Court Reform Essential for Renters’ Reform Plans to Work
Michael Gove’s willingness to meet with housing stakeholders this week is a sure sign that we are getting close to the publication of the long-awaited Renters’ Reform Bill. In fact, he was not the only member of the DLUHC ministerial team to indicate that the legislation will soon be with us. A letter from housing minister Rachel Maclean, published by the levelling up select committee, included a suggestion that it would be introduced to Parliament within the ‘next few weeks’.
It’s likely to be a busy bill, covering a lot of ground and making a lot of very significant changes to the way we operate as landlords. Focus has understandably been pulled by the removal of s21 and the grounds and processes needed to take its place post reform. Equally important however, will be the machinery of the courts system, in relation to which these reforms will succeed or fail. Despite this there is no guarantee that court reform will arrive in the near future, especially given uncertainty about the Justice Secretary’s employment prospects. (Update: Justice Secretary Dominic Raab resigned from the Government 21/04/23)
An efficient court process, that provides timely access to justice, is essential for landlords. Unlike most businesses we can’t simply terminate contracts on expiry or withdraw services for non-payment, our investment is also a home and only a judge can order possession, which is only right. However, we can’t afford for reform to overwhelm an already overstretched court service and leave landlords powerless when tenancies fail.
The Ministry of Justice’s target for hearings is eight weeks from the expiry of notice, meaning that it should take no longer than 12 or 13 weeks to obtain possession of a property. In practice, the current (median) average is closer to 22 weeks. A wait that around nine in ten NRLA members surveyed viewed as unacceptably long.

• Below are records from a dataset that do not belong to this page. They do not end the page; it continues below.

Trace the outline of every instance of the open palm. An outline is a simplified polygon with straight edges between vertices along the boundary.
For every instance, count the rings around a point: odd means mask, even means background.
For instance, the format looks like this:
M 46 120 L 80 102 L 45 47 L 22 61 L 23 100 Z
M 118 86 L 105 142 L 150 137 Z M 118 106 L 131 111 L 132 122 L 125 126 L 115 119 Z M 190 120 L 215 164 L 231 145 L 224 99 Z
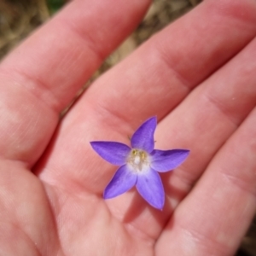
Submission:
M 75 0 L 2 62 L 1 255 L 234 254 L 255 211 L 255 1 L 204 1 L 59 119 L 149 3 Z M 90 142 L 127 144 L 154 115 L 156 148 L 191 150 L 163 211 L 102 200 L 116 167 Z

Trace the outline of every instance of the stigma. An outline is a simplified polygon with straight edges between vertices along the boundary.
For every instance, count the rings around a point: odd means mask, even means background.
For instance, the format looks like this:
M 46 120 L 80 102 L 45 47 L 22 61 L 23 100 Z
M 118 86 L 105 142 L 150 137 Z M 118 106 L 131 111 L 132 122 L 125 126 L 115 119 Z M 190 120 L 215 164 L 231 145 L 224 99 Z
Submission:
M 148 153 L 141 149 L 131 149 L 128 158 L 127 163 L 130 164 L 135 171 L 142 172 L 144 167 L 148 166 Z

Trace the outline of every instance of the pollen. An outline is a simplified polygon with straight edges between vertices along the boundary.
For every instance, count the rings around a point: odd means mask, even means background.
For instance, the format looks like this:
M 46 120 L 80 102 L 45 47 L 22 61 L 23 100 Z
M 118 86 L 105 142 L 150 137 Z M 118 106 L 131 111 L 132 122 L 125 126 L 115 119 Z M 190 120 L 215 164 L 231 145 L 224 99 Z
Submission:
M 135 171 L 142 172 L 144 167 L 149 165 L 148 153 L 141 149 L 131 149 L 127 158 L 127 163 Z

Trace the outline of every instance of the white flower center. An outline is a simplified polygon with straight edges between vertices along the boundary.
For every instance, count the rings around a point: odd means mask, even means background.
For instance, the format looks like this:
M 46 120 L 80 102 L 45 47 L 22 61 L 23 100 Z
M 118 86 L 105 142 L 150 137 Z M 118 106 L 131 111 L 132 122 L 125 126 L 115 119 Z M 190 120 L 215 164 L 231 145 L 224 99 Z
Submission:
M 141 149 L 131 149 L 127 158 L 127 163 L 130 164 L 134 170 L 143 171 L 144 167 L 149 166 L 148 153 Z

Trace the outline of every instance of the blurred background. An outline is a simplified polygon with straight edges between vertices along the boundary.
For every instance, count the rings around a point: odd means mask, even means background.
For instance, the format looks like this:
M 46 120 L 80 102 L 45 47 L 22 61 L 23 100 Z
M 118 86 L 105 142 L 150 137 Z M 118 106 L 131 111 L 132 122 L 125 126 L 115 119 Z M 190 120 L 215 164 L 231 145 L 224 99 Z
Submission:
M 68 0 L 0 0 L 0 61 L 67 2 Z M 152 6 L 137 29 L 104 61 L 90 82 L 129 55 L 152 34 L 189 11 L 200 2 L 201 0 L 153 0 Z M 234 223 L 234 225 L 237 224 L 239 224 Z M 256 256 L 256 218 L 236 256 Z

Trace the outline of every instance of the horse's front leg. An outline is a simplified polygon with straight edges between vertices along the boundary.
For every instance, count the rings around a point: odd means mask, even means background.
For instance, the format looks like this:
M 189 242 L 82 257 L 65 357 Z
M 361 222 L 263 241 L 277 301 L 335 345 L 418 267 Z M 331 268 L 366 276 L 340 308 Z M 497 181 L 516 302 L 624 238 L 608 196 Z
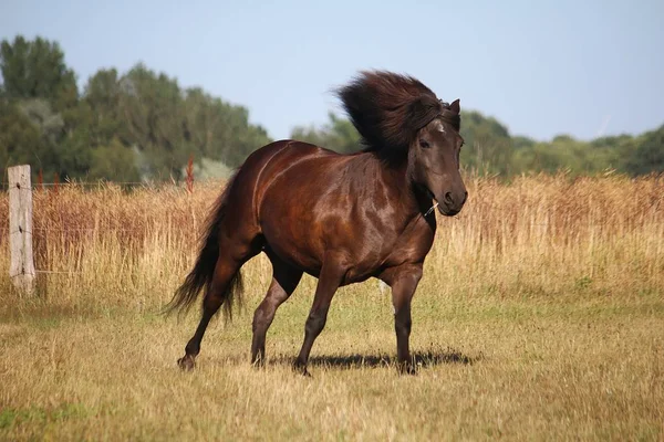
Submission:
M 398 369 L 408 375 L 415 373 L 408 339 L 411 337 L 411 301 L 422 278 L 422 264 L 402 264 L 386 270 L 381 280 L 392 287 L 394 305 L 394 330 L 396 332 L 396 355 Z

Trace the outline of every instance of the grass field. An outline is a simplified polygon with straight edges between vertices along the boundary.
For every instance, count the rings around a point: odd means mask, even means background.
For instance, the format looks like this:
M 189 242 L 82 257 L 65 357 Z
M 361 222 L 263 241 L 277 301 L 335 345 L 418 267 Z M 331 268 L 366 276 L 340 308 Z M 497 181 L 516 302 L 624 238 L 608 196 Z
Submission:
M 34 192 L 38 296 L 0 280 L 1 440 L 664 440 L 664 178 L 469 178 L 413 304 L 417 376 L 394 366 L 390 294 L 340 290 L 304 378 L 305 277 L 249 366 L 270 277 L 245 266 L 197 368 L 197 314 L 165 318 L 221 185 Z M 0 272 L 8 275 L 7 196 Z

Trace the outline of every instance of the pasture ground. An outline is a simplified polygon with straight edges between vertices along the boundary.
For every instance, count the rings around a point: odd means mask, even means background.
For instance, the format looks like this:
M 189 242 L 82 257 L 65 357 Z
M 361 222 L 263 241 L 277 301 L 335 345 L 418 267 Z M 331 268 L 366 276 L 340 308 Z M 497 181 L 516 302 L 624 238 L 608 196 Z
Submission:
M 262 256 L 245 269 L 243 308 L 180 372 L 198 312 L 157 312 L 218 190 L 35 194 L 38 267 L 77 273 L 40 275 L 34 297 L 0 282 L 1 440 L 664 439 L 662 179 L 470 182 L 414 298 L 417 376 L 396 372 L 375 280 L 335 296 L 312 378 L 290 367 L 309 276 L 277 313 L 267 367 L 250 367 Z

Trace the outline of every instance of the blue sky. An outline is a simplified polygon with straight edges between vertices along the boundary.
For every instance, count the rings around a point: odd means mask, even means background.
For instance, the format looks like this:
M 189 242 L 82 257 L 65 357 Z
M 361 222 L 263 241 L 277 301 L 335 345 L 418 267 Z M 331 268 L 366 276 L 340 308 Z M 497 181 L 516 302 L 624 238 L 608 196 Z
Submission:
M 0 1 L 0 38 L 56 40 L 83 86 L 135 63 L 249 108 L 273 138 L 340 112 L 359 70 L 414 75 L 512 134 L 664 124 L 664 1 Z

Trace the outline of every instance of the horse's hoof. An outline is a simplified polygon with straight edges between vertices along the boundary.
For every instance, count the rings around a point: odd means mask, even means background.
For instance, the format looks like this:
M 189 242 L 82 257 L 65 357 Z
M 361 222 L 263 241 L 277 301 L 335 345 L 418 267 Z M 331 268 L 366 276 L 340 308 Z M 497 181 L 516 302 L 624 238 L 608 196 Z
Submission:
M 189 355 L 185 356 L 184 358 L 179 358 L 177 360 L 177 365 L 179 366 L 179 368 L 183 371 L 191 371 L 194 369 L 194 358 L 190 357 Z
M 417 369 L 415 368 L 414 364 L 402 362 L 397 366 L 397 370 L 400 375 L 417 375 Z
M 293 364 L 293 370 L 295 370 L 298 373 L 302 375 L 305 378 L 311 378 L 311 373 L 309 371 L 307 371 L 307 366 L 302 365 L 302 364 Z

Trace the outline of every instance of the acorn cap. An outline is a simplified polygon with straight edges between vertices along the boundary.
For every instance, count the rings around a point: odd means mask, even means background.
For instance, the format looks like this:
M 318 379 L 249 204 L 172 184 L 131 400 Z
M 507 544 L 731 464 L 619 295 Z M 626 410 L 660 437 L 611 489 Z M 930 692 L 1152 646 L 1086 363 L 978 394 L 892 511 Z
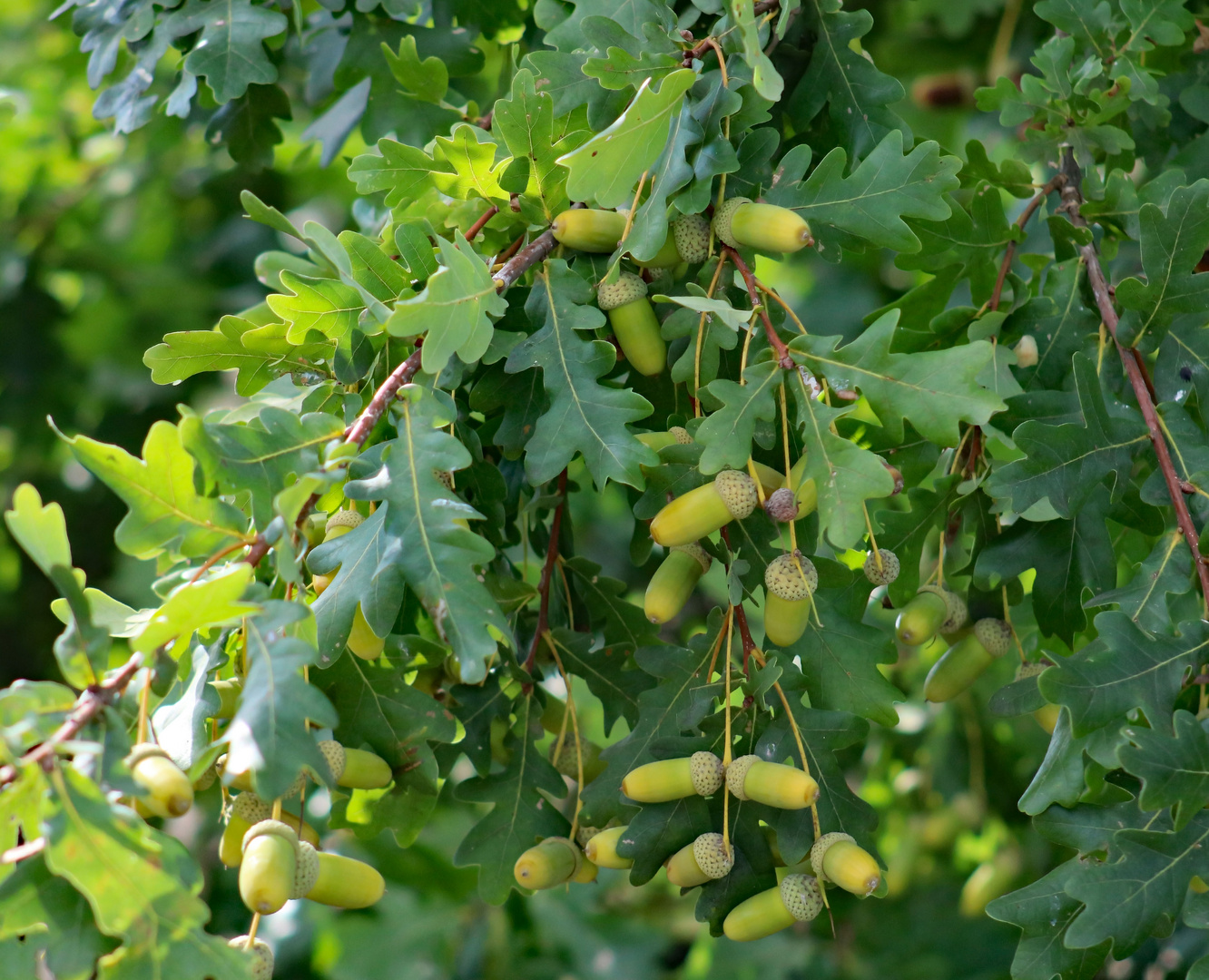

Believe it or not, this is a significant improvement on only 12 months ago when the average was more than 42 weeks and the median wait for a hearing is now less than 9 weeks.
What’s the Concern?
The problem is that today 32 per cent of possession cases are accelerated claims, relying on s21. This means there is no need for a hearing and cases can be processed efficiently without tying up court resources with unopposed, mandatory claims.
When the accelerated procedure is retired, all claims will require a hearing increasing pressure on the courts service by almost one third (in terms of case volume).
Even the Housing Select Committee has highlighted the lack of attention currently being paid to the need for court reform to accompany changes to tenure, stating in a recent report: “It is not clear whether the Government fully appreciates the extent to which an unreformed courts system could undermine its tenancy reforms.”
With no commitments to increasing court capacity it remains to be seen how the system will cope, or how long landlords will be expected to wait for a hearing or ultimately repossession.
What has the Government pledged?
In terms of court reform, the Government has discussed digitisation of processes and greater use of alternatives to going to court, such as mediation and the proposed ombudsman but when it comes to tackling practical issues with court delays there have been few firm commitments.
The main focus of its efforts to date seems to be prioritisation, which forms a significant part of its plan to reassure landlords concerned about dealing with anti-social tenants.
Prioritisation is welcomed by the majority of landlords. In a recent poll of NRLA members we found that almost eight in ten supported prioritising certain types of case. Although there was less consensus about exactly which cases were most deserving of high priority.
Which Cases Should Be a Priority?
Of 1,198 landlords who responded to this poll, almost one third agreed with the prioritisation of ASB claims before the court. However, an even larger proportion (41 per cent) supported giving priority to rent arrears cases and one in ten supported fast-tracking claims made on other grounds.
Clearly there is a desire to see the process sped up for a variety of types of claim, which would potentially defeat the object without a boost to capacity.
Of those in favour of prioritisation, the majority (72 per cent) felt that five weeks would be an appropriate length of time to process such cases, but this would almost certainly delay other lower priority claims unless capacity is increased.
When dealing with cases of anti-social behaviour or extreme arrears, being able to jump the queue will no-doubt help, but it is far from a solution to the inevitable pressure that the courts service will come under once the Renters’ Reform Bill becomes a reality.
We have written to the minister responsible for the courts and legal services, and plan to meet with him and his counterparts from DLUHC to discuss what can be done to ensure the system can cope with the changes underway.
It is a positive sign that the Secretary of State for Housing is meeting with NRLA and others, but we also need some joined up government action. Ultimately, we must see reform and investment in the court system before the no-fault process is abolished, if not it is hard to see how any claims beyond those marked as highest priority will obtain a timely hearing.